O’Donoghue and the Sunday Independent

Aug 20, 2008 | Decisions

Complaint

The complainant said that an article and photograph published by the Sunday Independent on 13 July 2008 was misleading and therefore in breach of Principle 1 of the Code of Practice. The article was headlined “Time to shout stop to the rife clientilism in politics” and “Politicians should be wary of lobbying on behalf of convicted prisoners, writes Eilis O’Hanlon”. It was illustrated by a photograph of the complainant’s son Wayne, chained and in handcuffs, taken during his trial in November 2005. The complainant stated that no political representations had been made on behalf of his son.

The newspaper offered to publish a letter of complaint which had earlier been sent to the editor by the complainant, but of which it had no record until a copy was forwarded by the Office of the Press Ombudsman. This offer was rejected as inadequate by the complainant. Despite this rejection, the newspaper subsequently published the letter.

Decision

Principle 1.2 of the Code of Practice states that “When a significant inaccuracy, misleading statement or distorted report or picture has been published, it shall be corrected promptly and with due prominence.”

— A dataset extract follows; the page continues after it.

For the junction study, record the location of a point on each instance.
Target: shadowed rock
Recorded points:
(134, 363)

A reference to Wayne O’Donoghue in the text of the article was relevant in its immediate context, but the combination of the photograph, the headlines, and the article’s failure to make it clear that Mr O’Donoghue was not a convicted person on whose behalf political representations had been made, were significantly misleading, and therefore represented a breach of Principle 1.

The clear implication of the Code is that any agreed clarification or correction should be published by, and with the authority of, the publication in which the misleading information originally appeared, and is not the responsibility of the complainant. In the circumstances, the newspaper’s decision to publish the complainant’s original letter, which was written as a letter of complaint rather than as a letter to the editor for publication, without further reference to the complainant or to the Ombudsman, did not resolve the complaint.